Já escrevi sobre a cantora Haley Heynderickx por aqui. Seu álbum de estreia ensaiava sobre a necessidade de cultivar um jardim, observando nas forças naturais algumas tendências do comportamento humano. Agora, na mesma onda natural, ela chega com seu segundo álbum, intitulado Seed of a Seed, no qual a artista se vê novamente no meio da natureza, enxergando metáforas das dinâmicas naturais na condição humana. Em um disco particularmente carregado de uma imagética botânica – com faixas intituladas “Seed of a Seed” ou “Mouth of a Flower” –, ela se coloca em uma linhagem familiar que evolui a partir da tentativa e do erro.
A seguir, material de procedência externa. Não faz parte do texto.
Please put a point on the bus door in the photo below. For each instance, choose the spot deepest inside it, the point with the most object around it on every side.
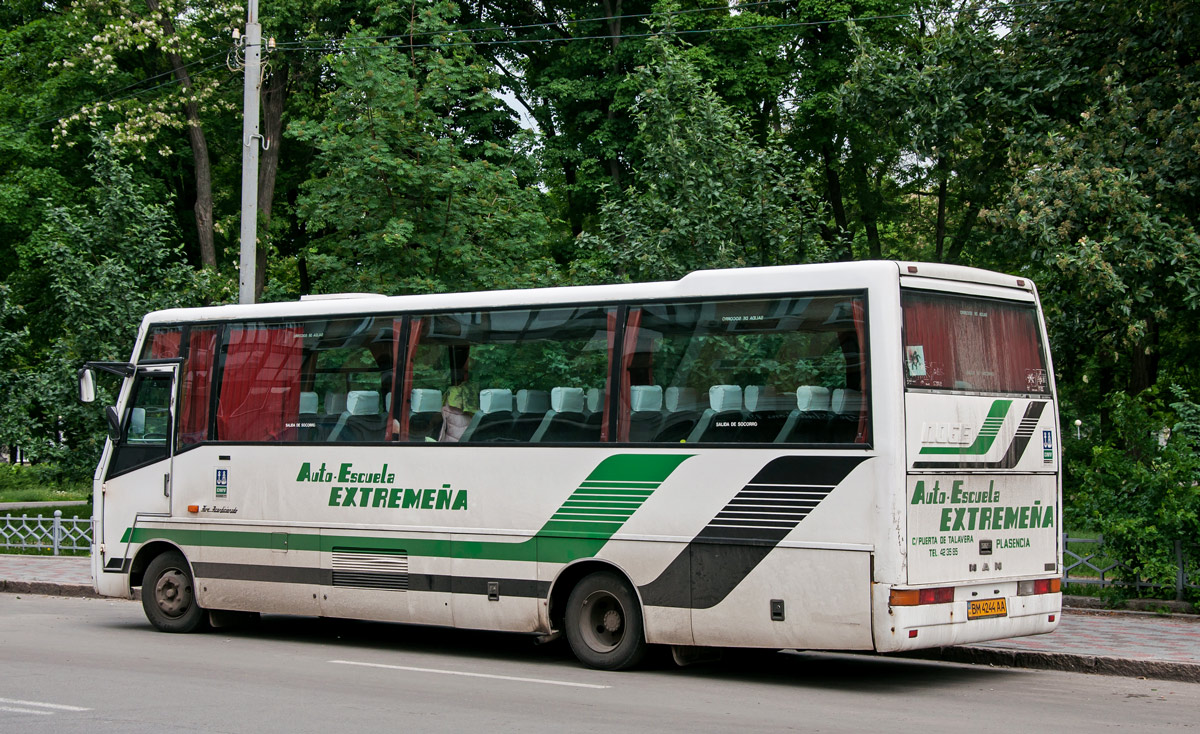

O curioso é perceber que esse tema não se restringe aos versos da música, mas a percepção que a artista tem de sua própria trajetória artística. Um perfil em seu site diz: a jornada de Heynderickx não é linear. “Um tema que persiste em ambos os álbuns é que Heynderickx ainda está se construindo. Ela está crescendo e mudando, e suas músicas nos convidam a perceber isso também em nós mesmos”.


O autor e botânico italiano Stefano Mancuso, que tanto escreveu sobre as lições que as plantas nos ensinam, também se preocupa com a descendência vegetal. “Na Grécia antiga”, ele escreve, “o filósofo e botânico Teofrasto observou que ‘a repetição é a essência da planta’, enquanto, no século 17, ilustres botânicos como Erasmus Darwin e o escritor Johann Wolfgang von Goethe acreditavam que as árvores deveriam ser consideradas colônias de módulos que se repetem”.

A lição que Mancuso se preocupa em sublinhar é a de que, se quiser sobreviver enquanto sociedade, precisamos olhar mais para as plantas. Uma planta sem semente não deixa descendentes, apenas reproduz a si mesma através de clones. Assim também é com o fenômeno da monocultura, que seleciona o milho apenas em sua versão amarela, a cenoura apenas na alaranjada, ignorando uma variedade imensa de cores, sabores e nutrientes que poderiam enriquecer o mundo e, em última instância, deixá-lo mais resistente a pragas e doenças e, em suma, com mais capacidade de futuro. Diz Mancuso: “o futuro precisa tomar para si a metáfora das plantas”.